Nick Browder

No. 12
- Position: Quarterback

Personal information
- Born: April 8, 1975 (age 51) Milwaukee, Wisconsin, U.S.
- Listed height: 6 ft 2 in (1.88 m)
- Listed weight: 210 lb (95 kg)

Career information
- College: Valparaiso
- NFL draft: 1997: undrafted

Career history
- Green Bay Bombers (1999); Buffalo Destroyers (2000); Grand Rapids Rampage (2001); Detroit Fury (2002); Grand Rapids Rampage (2003); Philadelphia Soul (2004); Grand Rapids Rampage (2005); New York Dragons (2006); Dallas Desperados (2007);

Awards and highlights
- ArenaBowl champion (2001);

Career Arena League statistics
- Comp. / Att.: 450 / 732
- Passing yards: 5,427
- TD–INT: 99–23
- Passer rating: 104.92
- Rushing TD: 8
- Stats at ArenaFan.com

= Nick Browder =

American football player (born 1975)

Nick Browder (born April 8, 1975) is an American former professional football quarterback who played in the Arena Football League (AFL) for the Buffalo Destroyers (2000), the Grand Rapids Rampage (2001, 2003, 2005), the Detroit Fury (2002), and the Philadelphia Soul (2004) and the New York Dragons. In 2007, he signed with the Dallas Desperados as the backup to Clint Dolezel. He played college football at Valparaiso University. He is a member of the Valparaiso University Athletic Hall of Fame.

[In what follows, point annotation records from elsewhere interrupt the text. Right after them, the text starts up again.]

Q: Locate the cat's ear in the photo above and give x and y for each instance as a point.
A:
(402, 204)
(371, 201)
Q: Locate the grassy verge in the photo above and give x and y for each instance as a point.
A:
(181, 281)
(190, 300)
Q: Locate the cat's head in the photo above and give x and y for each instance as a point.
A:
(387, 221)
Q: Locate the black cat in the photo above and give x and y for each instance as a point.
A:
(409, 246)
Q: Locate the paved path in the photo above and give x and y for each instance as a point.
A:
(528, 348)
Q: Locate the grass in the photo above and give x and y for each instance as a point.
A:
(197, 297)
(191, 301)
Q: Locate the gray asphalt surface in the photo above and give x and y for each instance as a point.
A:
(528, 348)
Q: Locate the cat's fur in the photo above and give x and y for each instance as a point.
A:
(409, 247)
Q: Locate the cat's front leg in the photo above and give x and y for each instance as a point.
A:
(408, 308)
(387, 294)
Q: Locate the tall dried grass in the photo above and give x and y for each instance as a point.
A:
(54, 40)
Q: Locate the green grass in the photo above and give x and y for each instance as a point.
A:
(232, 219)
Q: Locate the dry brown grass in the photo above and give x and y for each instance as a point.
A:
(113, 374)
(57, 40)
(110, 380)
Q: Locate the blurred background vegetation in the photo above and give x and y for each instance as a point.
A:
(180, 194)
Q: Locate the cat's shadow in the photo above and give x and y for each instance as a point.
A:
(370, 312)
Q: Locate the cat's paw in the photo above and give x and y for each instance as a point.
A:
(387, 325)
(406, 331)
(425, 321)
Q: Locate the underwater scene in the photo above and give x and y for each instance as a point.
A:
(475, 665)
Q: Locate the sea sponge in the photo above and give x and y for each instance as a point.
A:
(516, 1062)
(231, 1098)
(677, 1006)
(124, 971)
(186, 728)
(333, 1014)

In 2006, he was signed by the New York Dragons after star quarterback Aaron Garcia went down for the season with an injury. When backup to Garcia, Juston Wood, also was injured for the season, Browder was brought into the game on March 12 against the Austin Wranglers. Browder led the team to a 10–6 record, 8–2 with Browder and a playoff berth, but they fell to the Georgia Force in the opening round.